3. A day after the bomb blast, the Home Minister warns still unknown terrorists, that India ‘will not succumb’ to the evil designs of terrorists. The Prime Minister wonders aloud after more than 20 years of bombing in most major cities whether we should have ‘a federal system’ to tackle this menace. Meanwhile photographs of the place where bombs were planted are shown whole day, with commentators boasting that ‘terrorists cannot stop the people from going about their jobs’ as if they had any alternatives!  Sketches are drawn and redrawn and released with great fanfare. Suspicious people working / living are rounded up and questioned long after the perpetrators have escaped from the very nose of police looking for vital clues.

4. The debates in Parliament end in a farce with both members of government and opposition “trading charges”, accusing each other of playing politics amidst such a ghastly tragedy. Reports pile up on bombings as well as the sympathy statements which suspiciously have the same tone of cyclostyled sheets kept ready to be used as and when a need arises which happens with monotonous regularity.

Meanwhile, experts rush to issue statements to the media that the latest bombing must have been the handiwork of Lashkar-e- Toiba which is pooh-poohed  by another expert who swears on God it is the work of  Harkhat-e-Azhm. A third one feels it could be a “Bangaldeshi outfit” or “Naga Insurgents”. More conjecture, mostly irrelevant , follows.

5. VIPs starting from chairperson of ruling party, heir-apparent, opposition party chief decide to visits the place and gather ‘First hand information’ from victims, their families and  eyewitnesses. Half the police who are supposedly on the ‘hot trail’ of terrorists’ are removed from the duty and ‘redeployed’ for the visit of VIP leaders.

6. Intellectuals are invited in hordes to various TV centres to give their opinion. Intellectuals, real or pseudo, do not condemn the anti-social elements in their community or their brethren across the border even when a militant organization has taken responsibility for bombing the place. The same applies when a Hindu organization or individual is involved. The only difference is across the world the ratio seems to be 1: 1000+ bombings as claimed by Muslim militant organizations themselves.

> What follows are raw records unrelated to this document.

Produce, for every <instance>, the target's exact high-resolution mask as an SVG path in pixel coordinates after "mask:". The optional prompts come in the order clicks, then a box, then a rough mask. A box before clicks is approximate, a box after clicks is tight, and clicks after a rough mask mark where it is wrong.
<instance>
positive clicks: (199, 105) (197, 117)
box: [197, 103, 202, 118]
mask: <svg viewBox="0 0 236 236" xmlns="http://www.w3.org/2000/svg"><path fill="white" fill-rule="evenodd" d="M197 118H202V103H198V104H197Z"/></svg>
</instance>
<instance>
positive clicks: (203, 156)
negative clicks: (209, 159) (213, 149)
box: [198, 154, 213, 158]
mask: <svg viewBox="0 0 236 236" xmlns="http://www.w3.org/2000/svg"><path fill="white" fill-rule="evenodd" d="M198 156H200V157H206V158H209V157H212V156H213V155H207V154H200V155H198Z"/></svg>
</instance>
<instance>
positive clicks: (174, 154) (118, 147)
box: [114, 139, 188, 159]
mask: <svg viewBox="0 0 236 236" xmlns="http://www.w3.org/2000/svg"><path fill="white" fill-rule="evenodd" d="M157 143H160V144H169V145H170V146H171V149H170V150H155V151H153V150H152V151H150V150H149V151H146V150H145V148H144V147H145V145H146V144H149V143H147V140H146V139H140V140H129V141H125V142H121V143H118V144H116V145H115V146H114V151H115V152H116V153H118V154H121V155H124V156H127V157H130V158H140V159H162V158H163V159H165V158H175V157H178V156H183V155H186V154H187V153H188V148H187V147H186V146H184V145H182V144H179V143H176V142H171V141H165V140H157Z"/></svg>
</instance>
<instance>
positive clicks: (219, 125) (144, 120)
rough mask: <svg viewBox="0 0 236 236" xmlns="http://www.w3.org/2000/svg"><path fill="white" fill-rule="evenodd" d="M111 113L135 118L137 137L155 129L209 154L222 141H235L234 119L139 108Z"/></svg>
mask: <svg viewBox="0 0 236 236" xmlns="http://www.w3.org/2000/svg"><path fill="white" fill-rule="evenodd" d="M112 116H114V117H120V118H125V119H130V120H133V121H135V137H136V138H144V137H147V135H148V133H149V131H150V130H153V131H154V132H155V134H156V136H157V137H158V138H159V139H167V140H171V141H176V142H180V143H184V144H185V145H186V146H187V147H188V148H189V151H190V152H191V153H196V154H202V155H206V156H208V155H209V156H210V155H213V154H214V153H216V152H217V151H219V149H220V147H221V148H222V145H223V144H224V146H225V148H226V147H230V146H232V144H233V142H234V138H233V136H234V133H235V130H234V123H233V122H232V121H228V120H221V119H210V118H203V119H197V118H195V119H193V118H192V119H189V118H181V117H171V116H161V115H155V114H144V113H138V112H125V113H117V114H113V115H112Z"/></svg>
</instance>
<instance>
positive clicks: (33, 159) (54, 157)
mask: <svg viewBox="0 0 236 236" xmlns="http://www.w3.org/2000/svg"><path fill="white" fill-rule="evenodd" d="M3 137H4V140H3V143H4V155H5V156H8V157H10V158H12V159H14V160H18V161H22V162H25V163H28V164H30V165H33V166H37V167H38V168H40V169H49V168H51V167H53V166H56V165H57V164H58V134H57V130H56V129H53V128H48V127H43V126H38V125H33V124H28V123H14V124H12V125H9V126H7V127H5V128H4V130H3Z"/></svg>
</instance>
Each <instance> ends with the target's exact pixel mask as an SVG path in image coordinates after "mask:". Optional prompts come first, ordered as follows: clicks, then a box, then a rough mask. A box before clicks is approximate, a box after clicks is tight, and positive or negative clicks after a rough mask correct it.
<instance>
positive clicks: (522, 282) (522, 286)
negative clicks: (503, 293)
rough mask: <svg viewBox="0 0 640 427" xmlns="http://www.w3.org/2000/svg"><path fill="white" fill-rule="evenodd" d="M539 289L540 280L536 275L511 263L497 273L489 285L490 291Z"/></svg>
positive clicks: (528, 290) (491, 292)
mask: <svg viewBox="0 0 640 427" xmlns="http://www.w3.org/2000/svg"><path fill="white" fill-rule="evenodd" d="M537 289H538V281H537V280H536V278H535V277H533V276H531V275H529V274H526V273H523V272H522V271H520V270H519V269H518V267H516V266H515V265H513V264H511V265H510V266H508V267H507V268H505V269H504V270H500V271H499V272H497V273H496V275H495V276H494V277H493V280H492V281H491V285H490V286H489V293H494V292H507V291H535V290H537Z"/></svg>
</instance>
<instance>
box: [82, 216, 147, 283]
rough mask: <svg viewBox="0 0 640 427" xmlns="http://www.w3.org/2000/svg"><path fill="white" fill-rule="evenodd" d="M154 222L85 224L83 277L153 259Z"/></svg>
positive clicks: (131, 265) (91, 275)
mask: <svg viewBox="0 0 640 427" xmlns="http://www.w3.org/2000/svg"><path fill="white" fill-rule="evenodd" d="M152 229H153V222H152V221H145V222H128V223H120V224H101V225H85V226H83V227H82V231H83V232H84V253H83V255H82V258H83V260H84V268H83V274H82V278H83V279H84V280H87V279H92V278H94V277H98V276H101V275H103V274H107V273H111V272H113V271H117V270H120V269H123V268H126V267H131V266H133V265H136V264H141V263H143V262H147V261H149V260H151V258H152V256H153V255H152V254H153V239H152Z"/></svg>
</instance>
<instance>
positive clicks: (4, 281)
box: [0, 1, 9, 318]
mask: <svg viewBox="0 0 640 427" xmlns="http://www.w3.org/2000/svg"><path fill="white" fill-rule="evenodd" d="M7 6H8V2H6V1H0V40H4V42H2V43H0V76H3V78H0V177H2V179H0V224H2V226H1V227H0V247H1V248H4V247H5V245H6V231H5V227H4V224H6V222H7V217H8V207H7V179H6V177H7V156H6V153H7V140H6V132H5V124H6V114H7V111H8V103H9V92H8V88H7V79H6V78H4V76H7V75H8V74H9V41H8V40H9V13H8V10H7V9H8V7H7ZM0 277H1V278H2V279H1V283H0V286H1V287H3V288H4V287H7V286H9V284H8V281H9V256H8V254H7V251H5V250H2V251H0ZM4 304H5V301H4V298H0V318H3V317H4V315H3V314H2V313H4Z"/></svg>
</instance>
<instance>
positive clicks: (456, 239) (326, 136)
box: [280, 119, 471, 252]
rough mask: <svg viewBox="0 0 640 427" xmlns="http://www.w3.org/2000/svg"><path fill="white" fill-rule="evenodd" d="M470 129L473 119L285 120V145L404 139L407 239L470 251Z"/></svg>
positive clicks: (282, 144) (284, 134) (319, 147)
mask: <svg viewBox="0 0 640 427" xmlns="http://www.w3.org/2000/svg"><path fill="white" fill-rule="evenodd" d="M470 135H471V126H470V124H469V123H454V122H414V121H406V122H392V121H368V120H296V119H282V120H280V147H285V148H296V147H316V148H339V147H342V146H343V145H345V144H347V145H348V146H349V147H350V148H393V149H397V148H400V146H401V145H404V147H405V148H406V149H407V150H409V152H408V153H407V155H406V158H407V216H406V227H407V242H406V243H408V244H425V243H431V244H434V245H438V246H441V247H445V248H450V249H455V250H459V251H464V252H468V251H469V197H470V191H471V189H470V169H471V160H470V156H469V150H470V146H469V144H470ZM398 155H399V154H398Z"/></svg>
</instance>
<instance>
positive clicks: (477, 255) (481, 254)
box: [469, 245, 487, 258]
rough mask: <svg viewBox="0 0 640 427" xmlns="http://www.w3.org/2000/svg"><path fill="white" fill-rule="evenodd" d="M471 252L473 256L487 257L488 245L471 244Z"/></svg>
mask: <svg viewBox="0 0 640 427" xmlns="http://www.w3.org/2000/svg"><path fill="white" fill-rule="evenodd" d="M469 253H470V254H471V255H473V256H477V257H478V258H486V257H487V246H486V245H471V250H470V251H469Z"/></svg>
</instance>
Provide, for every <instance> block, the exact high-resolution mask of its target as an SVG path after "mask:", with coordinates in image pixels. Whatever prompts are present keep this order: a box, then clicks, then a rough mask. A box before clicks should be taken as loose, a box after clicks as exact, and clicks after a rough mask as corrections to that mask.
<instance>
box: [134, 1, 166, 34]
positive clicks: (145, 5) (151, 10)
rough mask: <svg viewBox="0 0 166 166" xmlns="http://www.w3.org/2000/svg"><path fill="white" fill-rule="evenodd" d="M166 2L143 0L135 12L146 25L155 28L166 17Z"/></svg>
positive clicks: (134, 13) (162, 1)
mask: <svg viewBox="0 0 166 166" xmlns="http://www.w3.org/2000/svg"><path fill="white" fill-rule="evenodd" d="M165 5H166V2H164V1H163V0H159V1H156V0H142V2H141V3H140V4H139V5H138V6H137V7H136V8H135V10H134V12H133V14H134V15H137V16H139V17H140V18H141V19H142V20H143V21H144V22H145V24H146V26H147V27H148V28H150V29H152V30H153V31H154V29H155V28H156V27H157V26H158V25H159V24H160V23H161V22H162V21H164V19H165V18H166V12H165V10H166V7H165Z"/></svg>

One can easily make out what’s happening. The government spokesman, with eyes set firmly on the next election, blames the Government in western countries for not having a dialogue with Muslim fundamentalists.

Leading Muslim organizations and personalities in politics, filmdom, press, though in majority, seem to lack the will to form a cohesive force and fight the handful militant organizations that is hell-bent on creating a perpetual divide between both communities.

If these groups come out openly against the negative elements in their community, it could be a starting point for a fight against the terrorism which cripples citizens of every community.

Finally, the media, especially the electronic medium, builds up frothy sound bytes as ‘Breaking News’ and drums up enough clamour whenever a bomb blast occurs, only to lose interest as the next wave of ‘breaking News’ appears.

With a limited span of interest, they do not want to go deep into the topic and nail the government as to what they are doing about the repeated bombings. For whatever reason, they seem to be playing safe. Where is the ‘investigative’ journalism here to unearth future blasts and sound intelligence agencies?

It looks as though terrorism has come to stay in India, mainly because there is only half-hearted attempt to prevent, investigate and punish the perpetrators. There is lack of political will to formulate policies because it will eat into vote banks, to enforce stricter laws.

Perhaps because of these factors even police and other agencies are lax in their approach. There is a sense of betrayal among population that the government cannot even ensure their safety.

Is there no hope for an Indian of any community in a shopping mall or in a local train or a restaurant or a temple or a mosque?

Do we have to live in a perpetual state of fear thinking ‘Mera number kab ayega /gi’?